After a few days in Istanbul, we started out our cruise with the first port of call in Kusadasi, Turkey. We’d been looking forward to this stop having read about the great ruins of Ephesus in the nearby hills.
The ruins first started out as one of the twelve ancient Greek cities that made up the Ionian League in the 11th century BCE, and would later become a major Roman city on the west coast of Asia Minor boasting a population of more than a quarter million in the 1st century BCE.
Famed for the Temple of Artemis – completed some time around 550 BCE – one of the Seven Wonders of the Ancient World, it was unfortunately destroyed by an angry mob in 401 CE after Emperor Theodosius I passed the Edict of Thessalonica.
Ephesus however is also one of the seven churches of Asia cited in the Book of Revelations, the site of several 5th century Christian Councils, the site of a large gladiators’ graveyard, would even be conquered by Alexander the Great, and may have even been the location where the Gospel of John was written.
Thanks to its ease of access from both the Adnan Menderes Airport and the port of Kusadasi, it’s a favorite attraction for locals and tourists alike.
Having done our research before hand it became apparent for the four of us that it would be cheaper to try and negotiate the bus up to the ruins – or find a driver that’d take us for a reasonable rate – than take advantage of the offered cruise shore excursion.

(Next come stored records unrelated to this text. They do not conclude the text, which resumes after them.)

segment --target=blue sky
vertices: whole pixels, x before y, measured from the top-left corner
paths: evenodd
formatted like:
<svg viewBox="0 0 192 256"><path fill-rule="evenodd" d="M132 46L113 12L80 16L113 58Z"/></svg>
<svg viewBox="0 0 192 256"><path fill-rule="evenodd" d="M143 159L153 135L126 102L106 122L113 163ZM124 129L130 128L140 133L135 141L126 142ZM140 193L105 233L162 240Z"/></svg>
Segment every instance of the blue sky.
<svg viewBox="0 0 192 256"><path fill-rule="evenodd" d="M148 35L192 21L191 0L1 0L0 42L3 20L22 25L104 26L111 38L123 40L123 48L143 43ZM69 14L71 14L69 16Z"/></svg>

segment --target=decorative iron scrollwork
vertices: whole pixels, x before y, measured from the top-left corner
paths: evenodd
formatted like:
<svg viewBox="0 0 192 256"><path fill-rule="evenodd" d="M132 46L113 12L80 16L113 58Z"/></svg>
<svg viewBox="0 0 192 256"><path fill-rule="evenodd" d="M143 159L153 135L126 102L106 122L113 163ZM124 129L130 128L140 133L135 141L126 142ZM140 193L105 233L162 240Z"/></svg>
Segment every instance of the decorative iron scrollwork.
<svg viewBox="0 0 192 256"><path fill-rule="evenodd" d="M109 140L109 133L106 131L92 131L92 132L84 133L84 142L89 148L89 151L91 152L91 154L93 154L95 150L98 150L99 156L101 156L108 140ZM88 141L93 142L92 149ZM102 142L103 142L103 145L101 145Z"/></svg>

We ended up going with the latter after meeting Habib from Guven Taxi who gave us a rate of $80 Euro for the afternoon – payment upon return to the port.
Considering that entry to Ephesus is only $20 TL – approximately $11 CDN – it worked out to be less than half of what we’d paid if we’d gone through the cruise line package, though doesn’t include admission to the Terrace Houses, or the shrine of the Virgin Mary’s House located to the north of Ephesus at another site.
And a good decision it ended up being. Originally an employee with the ministry of tourism, Habib proved knowledgeable about the area – giving us a short tour in addition to our trip up to the ruins.
Tip: Because of the size of Ephesus it’s best to try and go with the self guided tour as the groups often move you through the ruins rather quickly. Audio tours are available at the entrance for rent, and are a cheaper alternative to the guides available for hire, though Lonely Planet has a great chapter on the location.
Also in the case of this site, it’s best to start at the northern end, and make your way down to the southern entrance. Not only does that make the majority of the walk downhill, but you also save the impressive Library of Celsius for the end.